Recently I had a six-year-old come for a trial lesson and noticed when it came to writing his name, he looked at his mother for the answers. When the answers did not come from her, he kept asking. Mom says he always does this.
What’s going on here?
Is he afraid of making a mistake?
Does he not trust in his own abilities?
Is there some over-depending on mom happening?
A combination of all the above?
In the 20+ years of working with Japanese children, I’ve seen this pattern many times. It’s normal and children out grow it over time.
If you see this pattern in your child, please don’t ever make them “wrong” for behaving this way… even if it’s annoying. Don’t make a child bad when it’s actually the behavior that needs to be addressed.
A child and their behavior are two separate things. I need to write in detail about this point later because it’s super important for developing healthy self-esteem, in children.

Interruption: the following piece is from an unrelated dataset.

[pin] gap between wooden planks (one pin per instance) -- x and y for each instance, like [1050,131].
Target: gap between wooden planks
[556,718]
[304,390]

With this particular child, I knew he could write his name, so it had to be a fear of making a mistake and an over dependence on mommy that was driving the behavior.
This child needs to know making mistakes is perfectly fine, a part of life and one of the best ways to learn. How I teach this is to teach the phrase “I don’t know” and be very funny and silly in my demonstration. Usually, the look on the child’s face projects a sense of relief.
In Japan, cultural rules are very strict and one should be super careful when following them. This is fine and to an extreme, it makes small children very nervous and afraid to make mistakes.
Sometimes when I meet a child that is overly afraid of making mistakes, I intentionally poor my drink on the floor but it looks like I accidentally did it, then I start to laugh and clean it up. I am teaching in this case, that making mistakes is a part of life and it’s perfectly normal.
SIDENOTE: Talking to small children is not as effective as showing them. They learn best by modeling what they see, not what they hear.
Children that are afraid of making mistakes have a hard time making decisions. To train them out of this pattern, give them two choices. For example, would you like to do your homework before or after dinner? Would you like cold or warm tea? Making small and safe choices will strengthen their decision making muscle.
Humans tend to take the road of least resistance. If a child can just tell mommy to give them the answer or whatever, they will keep using this strategy, i.e., take the easy road. It may be fast and easy but it does not help the child develop and it’s very taxing on mommy. I’ve met many families stuck in this pattern. For some, it seems to be a vehicle for demonstrating love but soon the love turns into resentment.
One of our goals as parents and teachers is to promote independence as soon as possible. My style of interacting with children cultivates independence.